The graphic presents the idea that litigation costs, defense costs, settlements and the like for these types of claims are simply going up, up and away, with no obvious end in sight, nor with any obvious rhyme or reason that would bring some certainty to this area of litigation or to predicting the potential exposures of plan sponsors. This is in many ways the point made by Dan Aronowitz in, among other blog posts, his piece on jury trials in excessive fee cases, when he points out the vagaries of rulings in this area of the law, and the lack of consistency in case outcomes.

To me, the underlying dynamic is that more and more plaintiffs’ firms have moved into this area as settlement values have gone up, and more and more cases, against smaller and smaller plans, have been filed as a result. In a way, from the perspective of an insurer, it’s a form of a death spiral, as more and more plaintiffs’ lawyers entering the area lead to more and more suits being filed, and more suits being filed leads to more and more defense costs being incurred, leading to more and more settlements being paid so as to avoid large defense bills, which in turn leads to yet more suits being filed as plaintiffs’ lawyers see those settlement numbers and decide to chase those types of settlements, thus bringing you right back to the first step in the cycle.

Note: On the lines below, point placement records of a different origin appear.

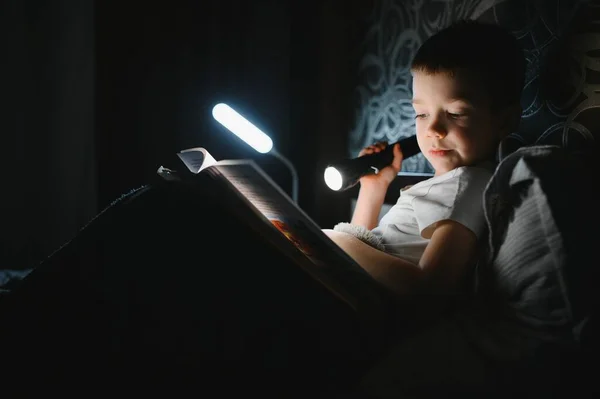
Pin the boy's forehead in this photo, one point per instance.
(453, 86)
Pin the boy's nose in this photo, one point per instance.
(437, 129)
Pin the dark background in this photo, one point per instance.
(96, 95)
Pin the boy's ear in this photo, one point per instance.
(509, 119)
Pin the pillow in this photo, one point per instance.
(538, 271)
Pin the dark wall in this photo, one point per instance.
(46, 125)
(161, 68)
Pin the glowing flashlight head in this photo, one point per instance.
(333, 178)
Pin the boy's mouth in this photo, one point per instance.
(438, 152)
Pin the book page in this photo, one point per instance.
(275, 205)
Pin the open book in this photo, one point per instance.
(259, 201)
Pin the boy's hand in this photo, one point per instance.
(387, 174)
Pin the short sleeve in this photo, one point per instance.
(458, 197)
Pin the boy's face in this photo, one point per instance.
(454, 120)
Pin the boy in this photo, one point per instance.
(467, 84)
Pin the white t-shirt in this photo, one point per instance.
(405, 230)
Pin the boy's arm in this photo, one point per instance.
(441, 270)
(368, 205)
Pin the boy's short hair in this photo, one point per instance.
(484, 49)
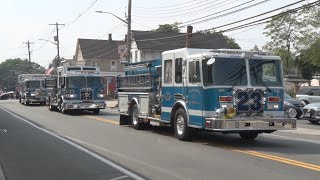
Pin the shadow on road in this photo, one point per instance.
(262, 143)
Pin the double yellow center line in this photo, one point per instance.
(244, 151)
(273, 157)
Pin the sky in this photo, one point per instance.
(23, 21)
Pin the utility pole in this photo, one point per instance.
(29, 55)
(129, 32)
(56, 38)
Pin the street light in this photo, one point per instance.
(48, 41)
(58, 58)
(128, 22)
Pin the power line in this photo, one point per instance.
(235, 22)
(176, 8)
(165, 7)
(225, 14)
(194, 10)
(152, 39)
(82, 13)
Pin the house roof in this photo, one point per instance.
(99, 49)
(151, 40)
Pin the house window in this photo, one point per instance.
(136, 56)
(113, 66)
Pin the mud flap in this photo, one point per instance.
(124, 120)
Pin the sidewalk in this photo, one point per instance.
(112, 103)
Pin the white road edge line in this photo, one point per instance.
(1, 174)
(102, 159)
(121, 177)
(293, 138)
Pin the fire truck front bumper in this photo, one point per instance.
(247, 124)
(74, 105)
(36, 99)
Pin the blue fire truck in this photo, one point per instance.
(76, 88)
(227, 91)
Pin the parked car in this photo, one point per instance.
(309, 94)
(291, 105)
(312, 113)
(4, 96)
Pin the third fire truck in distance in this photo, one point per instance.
(76, 88)
(31, 88)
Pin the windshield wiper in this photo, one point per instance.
(232, 76)
(239, 78)
(258, 79)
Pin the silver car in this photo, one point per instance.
(309, 94)
(311, 112)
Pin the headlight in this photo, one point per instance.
(291, 113)
(101, 95)
(287, 103)
(70, 95)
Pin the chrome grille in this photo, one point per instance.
(86, 94)
(249, 100)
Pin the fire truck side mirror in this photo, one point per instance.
(211, 61)
(50, 83)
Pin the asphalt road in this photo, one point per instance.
(156, 154)
(28, 152)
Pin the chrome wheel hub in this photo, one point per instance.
(180, 124)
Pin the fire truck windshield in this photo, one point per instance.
(76, 82)
(94, 82)
(224, 72)
(33, 84)
(265, 72)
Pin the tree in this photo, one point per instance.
(291, 32)
(309, 60)
(11, 68)
(169, 27)
(255, 48)
(231, 41)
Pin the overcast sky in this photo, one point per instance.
(28, 20)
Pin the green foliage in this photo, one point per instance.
(11, 68)
(292, 33)
(231, 42)
(169, 27)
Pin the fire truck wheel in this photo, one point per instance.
(134, 118)
(50, 107)
(314, 122)
(181, 129)
(96, 111)
(248, 135)
(61, 108)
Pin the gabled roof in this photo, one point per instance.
(99, 49)
(152, 40)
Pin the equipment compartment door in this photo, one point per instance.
(194, 94)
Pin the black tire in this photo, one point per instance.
(134, 118)
(124, 120)
(307, 102)
(50, 107)
(96, 111)
(248, 135)
(181, 129)
(62, 110)
(314, 122)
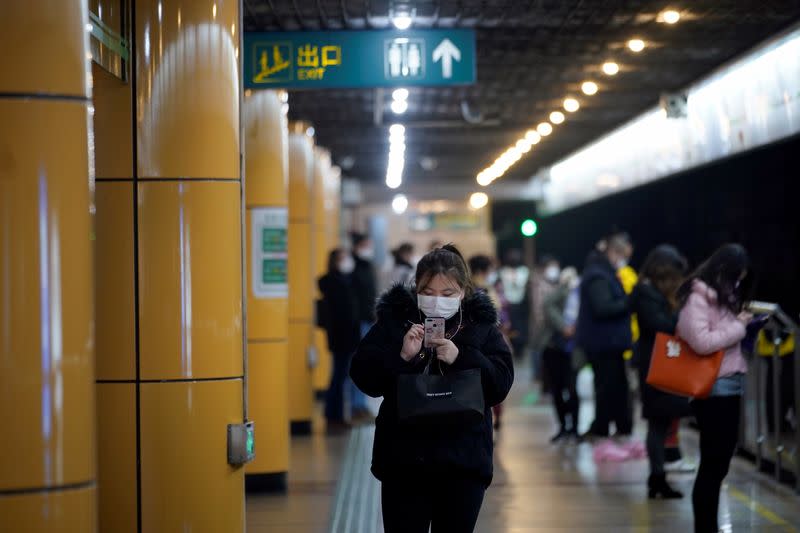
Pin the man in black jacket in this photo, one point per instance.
(604, 333)
(365, 286)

This is not, by the way, to suggest that all such claims are meritless, as thirty years of experience has taught me that, in fact, there are excessive expenses and fees buried in at least some plans, a point I made in my post about the inherent tax imposed on retirement savings in this country. However, years of litigation and corresponding improvements in practices by plan sponsors has substantially reduced this problem. Moreover, the fact that some claims have merit doesn’t mean that all do, or that some of them shouldn’t be filed at all and are effectively attempts to trigger settlements and legal fees to plaintiffs’ lawyers.

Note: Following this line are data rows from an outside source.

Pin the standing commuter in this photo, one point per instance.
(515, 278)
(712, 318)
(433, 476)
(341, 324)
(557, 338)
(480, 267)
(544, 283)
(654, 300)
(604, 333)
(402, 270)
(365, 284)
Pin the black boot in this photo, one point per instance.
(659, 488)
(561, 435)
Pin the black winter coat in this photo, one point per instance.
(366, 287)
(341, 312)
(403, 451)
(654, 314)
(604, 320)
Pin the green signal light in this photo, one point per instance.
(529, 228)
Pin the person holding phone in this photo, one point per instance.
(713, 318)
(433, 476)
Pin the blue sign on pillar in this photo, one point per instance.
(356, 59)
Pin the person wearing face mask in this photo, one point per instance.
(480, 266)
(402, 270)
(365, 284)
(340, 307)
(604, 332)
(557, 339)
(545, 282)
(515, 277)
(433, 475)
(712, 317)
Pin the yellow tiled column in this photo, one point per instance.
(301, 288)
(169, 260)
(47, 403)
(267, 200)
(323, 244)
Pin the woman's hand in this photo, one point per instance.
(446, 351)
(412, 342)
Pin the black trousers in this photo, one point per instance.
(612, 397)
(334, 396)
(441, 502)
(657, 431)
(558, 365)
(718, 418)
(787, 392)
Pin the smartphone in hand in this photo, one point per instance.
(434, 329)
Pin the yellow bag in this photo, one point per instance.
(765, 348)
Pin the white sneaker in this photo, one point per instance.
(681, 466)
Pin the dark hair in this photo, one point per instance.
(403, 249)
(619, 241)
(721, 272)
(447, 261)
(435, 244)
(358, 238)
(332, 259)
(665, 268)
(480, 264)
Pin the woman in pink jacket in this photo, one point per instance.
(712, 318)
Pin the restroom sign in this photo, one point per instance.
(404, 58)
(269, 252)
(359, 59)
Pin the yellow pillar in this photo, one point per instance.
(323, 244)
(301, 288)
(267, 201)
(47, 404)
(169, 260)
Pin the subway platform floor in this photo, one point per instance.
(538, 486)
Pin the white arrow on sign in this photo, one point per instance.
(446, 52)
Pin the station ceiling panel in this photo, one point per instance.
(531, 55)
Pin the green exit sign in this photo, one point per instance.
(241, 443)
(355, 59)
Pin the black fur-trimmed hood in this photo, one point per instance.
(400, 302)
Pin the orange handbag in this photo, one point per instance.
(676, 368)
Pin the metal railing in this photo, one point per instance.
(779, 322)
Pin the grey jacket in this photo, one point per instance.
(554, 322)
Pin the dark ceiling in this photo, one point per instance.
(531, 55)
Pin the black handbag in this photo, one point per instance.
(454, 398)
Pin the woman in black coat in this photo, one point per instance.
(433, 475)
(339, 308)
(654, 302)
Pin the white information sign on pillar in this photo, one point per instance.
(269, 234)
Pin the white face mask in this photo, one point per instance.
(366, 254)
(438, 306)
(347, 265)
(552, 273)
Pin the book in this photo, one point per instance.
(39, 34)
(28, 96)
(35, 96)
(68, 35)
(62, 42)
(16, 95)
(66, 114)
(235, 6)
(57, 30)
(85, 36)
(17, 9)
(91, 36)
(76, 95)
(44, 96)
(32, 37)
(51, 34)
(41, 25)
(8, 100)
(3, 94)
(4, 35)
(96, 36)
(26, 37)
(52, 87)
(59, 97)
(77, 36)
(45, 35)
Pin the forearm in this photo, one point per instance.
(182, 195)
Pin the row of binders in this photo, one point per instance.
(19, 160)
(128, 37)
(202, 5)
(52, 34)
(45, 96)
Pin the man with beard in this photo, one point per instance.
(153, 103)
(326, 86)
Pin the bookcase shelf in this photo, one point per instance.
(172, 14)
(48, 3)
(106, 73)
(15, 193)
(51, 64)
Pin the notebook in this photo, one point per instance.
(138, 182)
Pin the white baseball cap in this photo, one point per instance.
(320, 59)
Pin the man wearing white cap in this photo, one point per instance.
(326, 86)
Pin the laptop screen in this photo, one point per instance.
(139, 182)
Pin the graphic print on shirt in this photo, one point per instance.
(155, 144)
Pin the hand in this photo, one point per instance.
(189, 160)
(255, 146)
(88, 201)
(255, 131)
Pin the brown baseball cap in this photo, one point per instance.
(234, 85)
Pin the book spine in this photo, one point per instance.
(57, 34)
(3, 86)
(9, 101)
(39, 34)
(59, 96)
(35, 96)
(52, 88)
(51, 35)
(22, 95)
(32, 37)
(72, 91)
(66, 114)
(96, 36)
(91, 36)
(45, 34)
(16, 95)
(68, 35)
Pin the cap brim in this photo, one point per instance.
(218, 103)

Is there a solution to this dynamic? Yes, there is, but it will cost insurers and plan sponsors defense dollars in the short term, and I am stealing it from the approach taken for many years by a major medical malpractice carrier in Massachusetts: don’t settle and instead try all cases to conclusion (assuming no resolution at the motion stage). Once it has been clearly established that plan sponsors and their insurers will try every one of these cases to a conclusion, you will quickly see the number of plaintiffs’ lawyers in this area shrink, the number of suits filed likewise shrink, the targeting of smaller plans end, and the merits of the claims that are brought dramatically increase. It will take awhile and, during that time period, require accepting a substantial increase in defense costs across the industry, but in the long run, it will reduce the number of suits, the amount of defense costs incurred and the amounts paid out in settlement, once the dynamic driving the increase in litigation in this area has been disrupted.